The is no loan forgiveness. Forgiveness is a LIE you keep in your head. The loan is added to the federal debt for the tax payer to deal with. However, the tax payer didn't sign up for these loans. They have their own problems to deal with. I'm sure you believe in the tooth fairy, but I don't. It is unfair to saddle the tax payer for the piss-poor decisions of others. Stop doing that.
BTW, Kelton is the former chief economist in the U.S. senate committee on the democratic staff.
And Thom Hartmann? Commie extraordinaire? Really? Big WTF there, SA!
BlutoSays, I'm talking to you.
The basic idea of a person being 'stupid' is the he/she is unable to learn new things. You seem to be unable to learn new things.
In this discussion, you seem the have been unable to learn that banks create new dollars with every loan.
So, it follows that, forgiving or canceling the debt does not deprive the bank of any money that it had before the loan was made. In any case the US Gov. is going to make the bank whole in every case anyway.

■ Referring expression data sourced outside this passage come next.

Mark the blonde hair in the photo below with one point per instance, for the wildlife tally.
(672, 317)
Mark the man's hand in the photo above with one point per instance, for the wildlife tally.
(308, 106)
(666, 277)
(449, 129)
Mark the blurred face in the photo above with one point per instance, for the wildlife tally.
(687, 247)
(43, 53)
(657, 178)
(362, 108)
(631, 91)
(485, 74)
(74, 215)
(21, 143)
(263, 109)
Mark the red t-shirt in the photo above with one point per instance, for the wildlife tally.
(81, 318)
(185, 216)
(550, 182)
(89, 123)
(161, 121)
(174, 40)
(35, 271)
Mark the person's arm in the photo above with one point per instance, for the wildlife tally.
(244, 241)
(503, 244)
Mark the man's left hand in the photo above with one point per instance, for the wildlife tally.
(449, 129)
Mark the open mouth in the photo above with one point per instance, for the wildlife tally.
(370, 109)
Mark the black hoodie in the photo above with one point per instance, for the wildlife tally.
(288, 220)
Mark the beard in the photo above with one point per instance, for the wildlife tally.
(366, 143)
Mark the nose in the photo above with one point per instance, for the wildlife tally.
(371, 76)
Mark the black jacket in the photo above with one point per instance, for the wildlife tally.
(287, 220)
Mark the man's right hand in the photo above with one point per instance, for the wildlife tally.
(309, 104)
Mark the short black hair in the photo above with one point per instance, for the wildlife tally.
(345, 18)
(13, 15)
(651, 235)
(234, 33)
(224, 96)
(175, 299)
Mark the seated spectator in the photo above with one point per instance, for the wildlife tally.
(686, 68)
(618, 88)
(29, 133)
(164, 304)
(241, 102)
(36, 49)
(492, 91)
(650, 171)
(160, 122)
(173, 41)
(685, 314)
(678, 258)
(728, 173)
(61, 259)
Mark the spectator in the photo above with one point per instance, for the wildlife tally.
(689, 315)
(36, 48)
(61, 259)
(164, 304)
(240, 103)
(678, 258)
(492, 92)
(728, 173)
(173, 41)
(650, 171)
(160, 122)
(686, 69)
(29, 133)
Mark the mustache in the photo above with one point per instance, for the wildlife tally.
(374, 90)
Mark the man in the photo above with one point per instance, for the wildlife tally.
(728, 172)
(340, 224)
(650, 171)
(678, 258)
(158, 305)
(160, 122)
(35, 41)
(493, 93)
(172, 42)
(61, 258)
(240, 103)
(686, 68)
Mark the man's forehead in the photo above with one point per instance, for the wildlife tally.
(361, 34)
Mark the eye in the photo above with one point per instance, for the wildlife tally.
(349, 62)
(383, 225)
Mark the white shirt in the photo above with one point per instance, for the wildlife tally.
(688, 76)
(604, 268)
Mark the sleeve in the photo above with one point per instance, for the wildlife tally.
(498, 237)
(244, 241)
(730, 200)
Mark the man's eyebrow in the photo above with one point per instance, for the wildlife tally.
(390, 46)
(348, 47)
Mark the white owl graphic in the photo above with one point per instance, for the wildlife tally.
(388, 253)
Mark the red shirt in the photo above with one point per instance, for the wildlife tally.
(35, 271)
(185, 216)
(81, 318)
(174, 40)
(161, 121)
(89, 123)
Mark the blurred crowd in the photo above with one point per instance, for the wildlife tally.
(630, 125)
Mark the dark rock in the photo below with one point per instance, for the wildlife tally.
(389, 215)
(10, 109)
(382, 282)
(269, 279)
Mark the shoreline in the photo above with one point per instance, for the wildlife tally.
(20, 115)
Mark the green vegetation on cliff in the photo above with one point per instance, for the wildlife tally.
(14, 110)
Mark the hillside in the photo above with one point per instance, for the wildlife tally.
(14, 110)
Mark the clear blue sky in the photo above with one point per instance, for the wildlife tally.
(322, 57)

I read your OP as saying that it was economically not possible to or very damaging to cancel the student debts. So, I showed everyone that others (Repuds) who joined you in opposing this had had their PPP loans forgiven.
You asked where "he" (Biden?) thought the money would come from to make the banks whole after the loans were cancelled (I think this is what you meant). I'm sure that Biden knows that the money will come from the same place that the money to make to loan in the 1st place came from, i.e. the thin air. You, OTOH, don't seem to know that banks create all the dollars out of thin air to make every loan. I have told you this 3 times, and provided the evidence for this (the experiment with 200K euros around 2014) 2 or 3 times. I sick of reposting it.
So, in my 1st reply, I used the word 'fine' in the sense that it is economically fine, just like forgiving PPP loans is economically fine.
Now, you want to talk about 'is it morally fine'. My reply is that the Gov. has already forgiven the much bigger PPP loans to many comp. owned by people that had a larger ability to repay them, than the students do. I see that it is morally wrong to forgive the entirety of the large PPP loans, and then not forgive any part of student loans. They both have the same moral hazard. IMHO.
Your final point is also a result of your seeming inability to learn new things.
Yes, the money to forgive the loans will be added to the national debt. This is just like the money for Reagan's increase in the size of the US fleet was added to the national debt. I don't see that anyone is or has been paying higher taxes as a result of that.
I have proven 3 times here that the national debt can never be paid off, except by just creating about $30T new dollars to do it. Despite what economists say, it is flatly impossible to run a $30T surplus to pay it off with a surplus. Economists who talk as if this is a good idea are gaslighting you. That is, they are lying to you. They have to know what the economic effect of having a $500B surplus for 60 years would do to the US's AND THE WORLD'S economies. That is, that it would soon cause the largest/deepest depression in history. Millions would die, for nothing. [Assuming that ACC is not really a thing at all.]